(Ph.D., M.Sc., MBA)
Science Director, SBAE Industries
Since the beginning of the Green Revolution the human population has increased by an additional 4 billion people. Those are 4 billion people with an ever increasing need for reliable food supplies and safe drinking water as well as the wish for reasonable living conditions. By 2030 an additional 1.5 to 2.0 billion people will be here with the same needs or even more so. The Green Revolution is nearing its limits to what it can do to support these additional people.
First of all, let it be clear that we are not using Earth’s resources efficiently. In fact, a huge part of the available resources are not used at all, or only marginally so. While about 70% of the world’s available freshwater is used for modern agriculture, more than half of which in an unsustainable fashion, more than 97% of the world’s water supply remains unused. The oceans were the cradle of all life on earth and form the basis of the world’s fisheries and aquaculture. There are enormous tracts of the oceans that are exceptionally fertile and productive and that are fairly easily accessible. We have all the production area that we could possibly need. We just never really thought of it that way.
We already have the skills to use these untapped resources. True, about two thirds of the 150 million tons of annual marine production today consists of simple capture of naturally growing creatures. But much like the first Green Revolution consisted of exporting existing agricultural techniques to the entire world, equally so we find that most of the required techniques to farm the oceans sustainably are readily available. Some techniques have been around for many centuries, while some were developed during the past decades. All of which are fully operational and ready to expand.

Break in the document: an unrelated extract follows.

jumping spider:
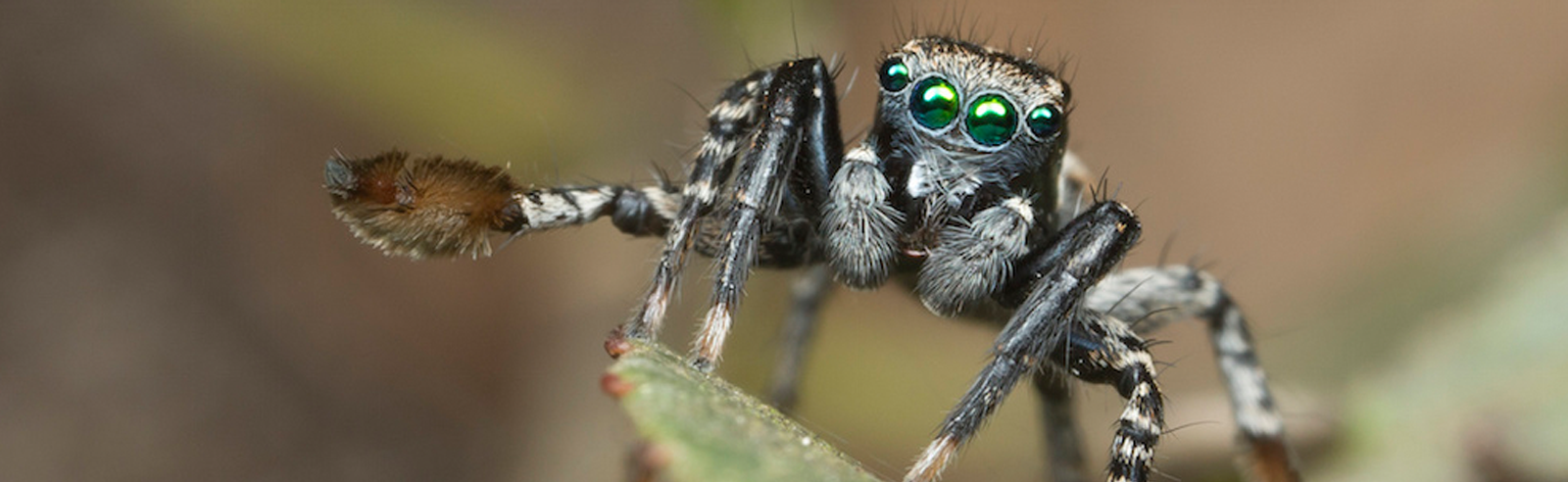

Micro-algae are a very diverse set of organisms and are typically divided into roughly twelve major groups. To give you an idea, there is more difference between the species of any two of these groups than there is between us and a kangaroo. One of these groups is the group called Diatoms (Bacillariophyta). These micro-algae are mostly unicellular but can occur in colonies. They live in freshwater, brackish water and marine systems all over the world. Their most striking feature is their unique cell wall which is made of hydrated silica. Diatoms live in glass houses.
Diatoms are very productive and are considered to account for about one third of the world’s primary production (measured as plant biomass) and to generate about 50% of the world’s oxygen. They are to a large extent the green lungs of the earth. They produce oil (lipids) as both structural and storage molecules. They are highly nutritious and form the starting point of the food chains in the oceans. They are rich in essential fatty acids (oils), energy molecules (triglycerides) and essential amino acids. They produce massively in the oceans and, what hasn’t been eaten by fish or other marine life, settles to the bottom of the oceans. Over the past millions of years a lot of these sinking diatoms have accumulated and a substantial part of the petroleum reserves consist of fossilized diatom biomass.
Why are they so successful? The answer in part lies in the use of hydrated silica for the cell walls. This is substantially different from most other algae who build their cell walls from organic carbons like cellulose and hemi-cellulose. Depositing silica in structural forms requires only about 6.5 % of the energy required to synthesize cell walls made from carbohydrates (Raven 1983). This leaves a substantial amount of excess energy that the diatoms can now use for useful metabolic purposes such as growth and reproduction. It has been suggested that the silica (or glass) through its beneficial optical properties conveys light more efficiently towards the interior of the diatom cell (Becker 1996).
In addition, Diatoms have evolved their own pigments, such as fucoxanthin. These pigments enable them to capture extra energy from sunlight in the range of 450 to 540 nm wave length and peaking at 510-525 nm. They can ‘harvest’ a larger portion of the light spectrum and do so at lower intensities. This is one of the biological mechanisms that enable them to be the very first of all micro-algae to flourish after the dark winter months and then continue to be productive during late autumn.
The combination of silica biology and efficient pigments results in a substantial energetic competitive advantage that diatoms have over their fellow micro-algae. The advantage of diatoms is as effective as it is simple: capture more sunlight energy and use this energy more efficiently to produce more cells. As a result some diatoms can divide up to three and sometimes four times per day. It is no wonder they have become one of the most diverse and abundant groups of algae.
Diatoms and their production potential have not gone unnoticed. Because of their exceptional productivity and oil properties, diatoms were proposed as one of the more interesting groups of micro-algae that needed further development, for instance towards biofuel applications (NREL US DOE 1996).